In natty we got a new tool called “apt-clone”. Its a commandline application that can be used to clone the packages state of a system and restore it on another system. It will save the full state (sources.list, packages/versions installed, auto-installed inforrmation) and optionally using dpkg-repack in order to save not/no-longer downloadable package (like debs that got installed manually via e.g. gdebi or dpkg -i). The file is pretty small because it just stores references to the files in the archive. One nice feature of the restore is that it can be applied to a different root directory (creating a chroot). I use this to reproduce upgrade issues and its really handy for this. Whats missing currently is modified conffiles detection, but there is some work on this in trunk.
May 7, 2011 at 8:00 am |
Nice!
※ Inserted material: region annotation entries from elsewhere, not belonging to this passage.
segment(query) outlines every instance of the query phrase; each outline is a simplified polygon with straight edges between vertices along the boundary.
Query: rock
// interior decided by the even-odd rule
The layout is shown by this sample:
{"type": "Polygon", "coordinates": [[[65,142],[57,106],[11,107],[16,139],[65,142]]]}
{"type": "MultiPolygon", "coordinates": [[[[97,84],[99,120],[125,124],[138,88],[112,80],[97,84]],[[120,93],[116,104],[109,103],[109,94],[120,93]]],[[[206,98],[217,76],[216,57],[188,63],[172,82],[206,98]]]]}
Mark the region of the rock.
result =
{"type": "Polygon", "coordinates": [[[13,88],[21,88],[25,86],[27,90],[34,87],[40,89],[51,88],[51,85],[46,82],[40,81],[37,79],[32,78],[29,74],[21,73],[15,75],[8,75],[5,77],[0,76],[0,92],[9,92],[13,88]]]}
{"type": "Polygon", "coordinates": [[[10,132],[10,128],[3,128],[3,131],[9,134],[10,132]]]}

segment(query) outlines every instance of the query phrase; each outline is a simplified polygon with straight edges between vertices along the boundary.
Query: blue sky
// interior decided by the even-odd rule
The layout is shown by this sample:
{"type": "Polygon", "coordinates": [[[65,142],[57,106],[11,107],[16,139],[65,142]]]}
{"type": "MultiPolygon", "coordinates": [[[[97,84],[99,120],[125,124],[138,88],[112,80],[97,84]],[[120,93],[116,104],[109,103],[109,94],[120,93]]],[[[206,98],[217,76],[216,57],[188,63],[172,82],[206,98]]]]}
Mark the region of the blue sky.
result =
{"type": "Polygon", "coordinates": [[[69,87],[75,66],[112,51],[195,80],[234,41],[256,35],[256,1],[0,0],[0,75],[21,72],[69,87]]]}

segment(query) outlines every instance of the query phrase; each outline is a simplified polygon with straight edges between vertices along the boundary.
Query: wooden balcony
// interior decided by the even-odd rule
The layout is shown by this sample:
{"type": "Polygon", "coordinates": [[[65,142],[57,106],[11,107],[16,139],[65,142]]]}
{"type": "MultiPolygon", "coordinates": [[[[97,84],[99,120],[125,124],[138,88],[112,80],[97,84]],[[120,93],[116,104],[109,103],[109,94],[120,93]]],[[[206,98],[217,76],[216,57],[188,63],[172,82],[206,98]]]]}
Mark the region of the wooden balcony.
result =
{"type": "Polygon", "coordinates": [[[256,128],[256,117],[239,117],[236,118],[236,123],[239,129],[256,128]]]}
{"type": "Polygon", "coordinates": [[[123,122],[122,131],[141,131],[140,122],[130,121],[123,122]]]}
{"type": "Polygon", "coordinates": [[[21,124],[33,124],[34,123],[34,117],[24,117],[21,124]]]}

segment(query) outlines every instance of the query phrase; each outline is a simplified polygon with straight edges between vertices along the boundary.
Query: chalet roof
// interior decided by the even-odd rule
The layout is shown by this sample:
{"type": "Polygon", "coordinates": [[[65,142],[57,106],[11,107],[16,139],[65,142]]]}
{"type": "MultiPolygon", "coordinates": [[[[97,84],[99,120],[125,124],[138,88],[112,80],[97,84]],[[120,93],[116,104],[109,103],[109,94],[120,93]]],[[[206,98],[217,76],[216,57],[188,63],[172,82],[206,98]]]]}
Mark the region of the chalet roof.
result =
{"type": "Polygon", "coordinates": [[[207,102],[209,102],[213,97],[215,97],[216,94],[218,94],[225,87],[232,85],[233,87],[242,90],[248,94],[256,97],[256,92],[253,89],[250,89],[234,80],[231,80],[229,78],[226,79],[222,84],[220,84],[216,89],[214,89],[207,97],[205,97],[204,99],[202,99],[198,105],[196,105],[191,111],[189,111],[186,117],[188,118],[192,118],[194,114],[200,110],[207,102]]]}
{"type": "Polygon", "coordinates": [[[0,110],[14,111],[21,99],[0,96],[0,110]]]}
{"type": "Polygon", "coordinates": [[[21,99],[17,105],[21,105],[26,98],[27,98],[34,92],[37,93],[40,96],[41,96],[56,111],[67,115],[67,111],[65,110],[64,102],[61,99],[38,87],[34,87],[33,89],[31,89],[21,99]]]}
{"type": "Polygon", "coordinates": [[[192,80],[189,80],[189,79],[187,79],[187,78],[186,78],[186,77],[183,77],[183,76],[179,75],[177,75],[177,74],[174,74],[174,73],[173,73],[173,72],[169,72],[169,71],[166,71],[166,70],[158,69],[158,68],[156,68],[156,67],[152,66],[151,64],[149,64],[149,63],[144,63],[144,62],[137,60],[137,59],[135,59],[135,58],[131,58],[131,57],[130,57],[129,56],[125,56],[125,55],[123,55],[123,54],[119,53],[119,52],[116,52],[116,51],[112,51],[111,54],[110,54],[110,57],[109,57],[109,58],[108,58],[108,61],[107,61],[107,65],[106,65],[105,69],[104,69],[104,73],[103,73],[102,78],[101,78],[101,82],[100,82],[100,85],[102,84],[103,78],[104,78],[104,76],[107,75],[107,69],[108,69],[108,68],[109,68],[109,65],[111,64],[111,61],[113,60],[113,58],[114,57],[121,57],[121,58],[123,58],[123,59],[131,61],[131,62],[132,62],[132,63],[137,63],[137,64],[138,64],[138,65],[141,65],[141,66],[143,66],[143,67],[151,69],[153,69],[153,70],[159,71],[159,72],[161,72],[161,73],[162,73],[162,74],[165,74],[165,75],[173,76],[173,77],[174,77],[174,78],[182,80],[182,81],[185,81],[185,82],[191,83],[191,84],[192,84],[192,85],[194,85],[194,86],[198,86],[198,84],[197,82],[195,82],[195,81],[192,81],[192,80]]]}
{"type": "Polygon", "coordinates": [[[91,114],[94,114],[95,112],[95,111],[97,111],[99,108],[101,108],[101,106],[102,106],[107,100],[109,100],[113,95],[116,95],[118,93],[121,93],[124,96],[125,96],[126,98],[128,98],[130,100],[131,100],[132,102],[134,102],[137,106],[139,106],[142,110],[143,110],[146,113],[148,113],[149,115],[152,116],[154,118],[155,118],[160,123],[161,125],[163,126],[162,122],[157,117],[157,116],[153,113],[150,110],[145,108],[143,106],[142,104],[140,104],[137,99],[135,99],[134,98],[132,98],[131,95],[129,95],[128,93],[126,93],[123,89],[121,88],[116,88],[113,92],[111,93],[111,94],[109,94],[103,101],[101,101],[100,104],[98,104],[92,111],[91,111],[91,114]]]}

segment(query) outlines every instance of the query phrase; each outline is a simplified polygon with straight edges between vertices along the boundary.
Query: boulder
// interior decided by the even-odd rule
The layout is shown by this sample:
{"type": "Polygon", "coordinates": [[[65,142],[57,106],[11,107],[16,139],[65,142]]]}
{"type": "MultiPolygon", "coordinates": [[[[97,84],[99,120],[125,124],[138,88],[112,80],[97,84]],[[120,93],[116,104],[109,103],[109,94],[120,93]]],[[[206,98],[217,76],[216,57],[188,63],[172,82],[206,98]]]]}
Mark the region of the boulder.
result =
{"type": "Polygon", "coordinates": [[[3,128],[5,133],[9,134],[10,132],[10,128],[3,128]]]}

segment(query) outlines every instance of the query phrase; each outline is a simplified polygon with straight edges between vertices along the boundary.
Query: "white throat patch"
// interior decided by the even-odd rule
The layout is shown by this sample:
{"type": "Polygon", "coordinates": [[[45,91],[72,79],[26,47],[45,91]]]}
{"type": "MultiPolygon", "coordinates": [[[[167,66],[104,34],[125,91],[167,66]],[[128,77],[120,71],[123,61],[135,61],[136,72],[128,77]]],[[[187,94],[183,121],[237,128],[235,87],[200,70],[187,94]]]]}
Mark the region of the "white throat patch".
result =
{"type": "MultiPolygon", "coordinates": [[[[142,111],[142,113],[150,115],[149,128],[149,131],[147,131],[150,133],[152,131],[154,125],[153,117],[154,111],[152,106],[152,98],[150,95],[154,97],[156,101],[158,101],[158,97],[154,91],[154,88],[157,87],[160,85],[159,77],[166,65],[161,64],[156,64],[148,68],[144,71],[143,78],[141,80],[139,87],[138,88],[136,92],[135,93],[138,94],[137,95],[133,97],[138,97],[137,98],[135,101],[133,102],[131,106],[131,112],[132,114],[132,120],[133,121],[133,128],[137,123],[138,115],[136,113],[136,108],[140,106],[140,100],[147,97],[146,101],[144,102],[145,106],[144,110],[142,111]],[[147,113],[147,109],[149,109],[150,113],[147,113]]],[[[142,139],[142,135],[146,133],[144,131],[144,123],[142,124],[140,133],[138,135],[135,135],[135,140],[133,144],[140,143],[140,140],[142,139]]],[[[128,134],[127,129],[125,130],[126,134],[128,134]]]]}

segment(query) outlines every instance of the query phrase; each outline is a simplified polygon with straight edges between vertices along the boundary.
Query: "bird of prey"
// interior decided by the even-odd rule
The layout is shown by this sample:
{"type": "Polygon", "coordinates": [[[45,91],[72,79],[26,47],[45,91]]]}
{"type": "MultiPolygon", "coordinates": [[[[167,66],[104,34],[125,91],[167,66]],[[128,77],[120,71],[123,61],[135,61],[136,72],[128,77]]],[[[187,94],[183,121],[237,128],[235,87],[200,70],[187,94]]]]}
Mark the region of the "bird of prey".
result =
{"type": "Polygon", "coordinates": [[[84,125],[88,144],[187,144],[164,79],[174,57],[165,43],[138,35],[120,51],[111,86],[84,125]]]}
Looking forward to using this tool!
May 7, 2011 at 8:15 am |
Not to be confused with “apt-clone” (apt-get using ZFS snapshots):
http://nexenta.org/attachments/download/80/Nexenta_debconf.pdf
May 7, 2011 at 12:02 pm |
Thanks! I was not aware of this one. It sounds like its doing what our “apt-btrfs-snapshot” tool is doing.
May 7, 2011 at 2:25 pm |
Can we get apt-clone and apt-btrfs-snapshot in Debian already?
May 9, 2011 at 1:24 pm |
Thanks for sharing, Michael. That’s great news. Do you think having an option to have the actual packages neatly put together in a single archive would be feasible ? Seems like the only missing piece for this to be a clean way to replicate an online system to offline LIveCD installs.
I have yet to find a tool that will do this in a simple, elegant manner.
May 10, 2011 at 3:30 pm |
Is there any good manual to use apt-clone?